An OCR model for Vietnamese Handwriting Recognition problems with CNN + LSTM implemented with PyTorch Deeplearning framework.
This model is based on the proposed architecture in this paper: https://arxiv.org/pdf/1507.05717.pdf
- I used pretrained VGG16 for CNN's backbone, and Bidirectional LSTM for recurrent layersI highly recommend using conda virtual environment
pip install -r requirements.txt
This dataset is provided by Cinamon AI for Cinamon's AI Challenge.
In this step, we have to
- Binarized image by applying Otsu's thresholding method
- Remove noise
- Smooth boundaries by applying Contour Filter
I divided training process into 2 phases:
- Phase 1: Train LSTM only: 40 epochs, freezed VGG ,lr = 1e-3
python train.py --epoch [num of epochs] --img_path [path to img directory] --label_path [path to label directory] --lr [learning rate] --batch_size [batchsize] --ft [finetune: true or false] --mode [decode mode: 'greedy' or 'beam']

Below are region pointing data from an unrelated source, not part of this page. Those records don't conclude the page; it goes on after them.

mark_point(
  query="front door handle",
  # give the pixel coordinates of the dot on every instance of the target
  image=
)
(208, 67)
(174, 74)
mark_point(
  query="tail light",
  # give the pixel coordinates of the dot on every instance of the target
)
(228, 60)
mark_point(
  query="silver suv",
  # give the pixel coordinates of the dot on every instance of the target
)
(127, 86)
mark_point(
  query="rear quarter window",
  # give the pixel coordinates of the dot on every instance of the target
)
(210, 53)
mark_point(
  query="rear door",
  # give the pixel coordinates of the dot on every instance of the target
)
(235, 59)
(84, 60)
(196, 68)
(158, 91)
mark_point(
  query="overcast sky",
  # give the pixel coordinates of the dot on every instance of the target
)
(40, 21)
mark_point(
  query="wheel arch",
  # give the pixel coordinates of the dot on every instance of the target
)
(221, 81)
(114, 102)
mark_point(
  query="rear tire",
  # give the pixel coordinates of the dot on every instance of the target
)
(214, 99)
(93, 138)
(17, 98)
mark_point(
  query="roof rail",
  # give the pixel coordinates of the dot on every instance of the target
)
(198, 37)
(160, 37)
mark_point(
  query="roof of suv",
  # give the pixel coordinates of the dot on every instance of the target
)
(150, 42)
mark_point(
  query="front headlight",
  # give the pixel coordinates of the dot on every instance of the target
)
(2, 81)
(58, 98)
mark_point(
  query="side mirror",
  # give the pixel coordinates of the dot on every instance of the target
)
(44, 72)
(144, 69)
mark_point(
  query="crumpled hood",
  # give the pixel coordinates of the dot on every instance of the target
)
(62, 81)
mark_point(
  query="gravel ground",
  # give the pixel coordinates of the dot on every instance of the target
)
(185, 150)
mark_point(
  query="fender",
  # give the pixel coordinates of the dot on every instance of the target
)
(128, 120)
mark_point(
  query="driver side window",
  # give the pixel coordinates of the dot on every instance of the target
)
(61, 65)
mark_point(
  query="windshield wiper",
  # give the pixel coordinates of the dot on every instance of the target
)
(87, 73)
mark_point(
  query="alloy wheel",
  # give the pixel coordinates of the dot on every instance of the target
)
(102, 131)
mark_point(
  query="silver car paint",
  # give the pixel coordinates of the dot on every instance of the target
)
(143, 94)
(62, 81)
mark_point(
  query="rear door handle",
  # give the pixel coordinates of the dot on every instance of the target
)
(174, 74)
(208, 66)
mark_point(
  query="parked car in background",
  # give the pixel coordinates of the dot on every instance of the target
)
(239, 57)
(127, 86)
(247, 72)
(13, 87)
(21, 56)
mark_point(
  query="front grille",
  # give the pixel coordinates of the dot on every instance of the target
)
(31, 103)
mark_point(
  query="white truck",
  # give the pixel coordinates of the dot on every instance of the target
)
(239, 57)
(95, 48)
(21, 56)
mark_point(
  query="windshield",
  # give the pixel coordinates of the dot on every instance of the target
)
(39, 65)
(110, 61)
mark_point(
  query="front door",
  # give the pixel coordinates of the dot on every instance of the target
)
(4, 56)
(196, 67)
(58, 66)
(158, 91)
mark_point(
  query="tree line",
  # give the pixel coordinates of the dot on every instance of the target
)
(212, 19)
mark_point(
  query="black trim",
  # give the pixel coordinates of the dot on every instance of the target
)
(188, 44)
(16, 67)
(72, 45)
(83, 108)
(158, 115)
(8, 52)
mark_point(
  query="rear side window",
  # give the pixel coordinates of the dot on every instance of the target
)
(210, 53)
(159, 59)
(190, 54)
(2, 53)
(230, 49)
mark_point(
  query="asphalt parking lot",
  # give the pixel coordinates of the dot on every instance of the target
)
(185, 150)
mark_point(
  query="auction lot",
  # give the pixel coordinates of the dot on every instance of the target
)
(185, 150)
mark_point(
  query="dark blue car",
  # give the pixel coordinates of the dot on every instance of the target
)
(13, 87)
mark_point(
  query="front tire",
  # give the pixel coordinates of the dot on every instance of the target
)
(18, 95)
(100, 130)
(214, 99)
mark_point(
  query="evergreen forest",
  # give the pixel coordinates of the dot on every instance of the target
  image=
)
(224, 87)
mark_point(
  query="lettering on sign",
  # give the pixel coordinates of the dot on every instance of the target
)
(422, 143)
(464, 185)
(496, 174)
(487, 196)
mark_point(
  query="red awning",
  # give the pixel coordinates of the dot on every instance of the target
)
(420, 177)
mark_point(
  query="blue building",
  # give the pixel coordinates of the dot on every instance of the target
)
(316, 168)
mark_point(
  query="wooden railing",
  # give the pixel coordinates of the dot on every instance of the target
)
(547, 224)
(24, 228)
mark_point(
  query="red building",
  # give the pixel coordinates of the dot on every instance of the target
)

- Phase 2: Finetune VGG16 backbone: 30 epochs, unfreezed VGG, lr = 1e-4
python finetune.py --epoch [num of epochs] --img_path [path to img directory] --label_path [path to label directory] --lr [learning rate] --batch_size [batchsize] --ft [finetune: true or false] --mode [decode mode: 'greedy' or 'beam']
I used CTC as loss function. There are two strategies for decoding task, Greedy or BeamSearch decoder.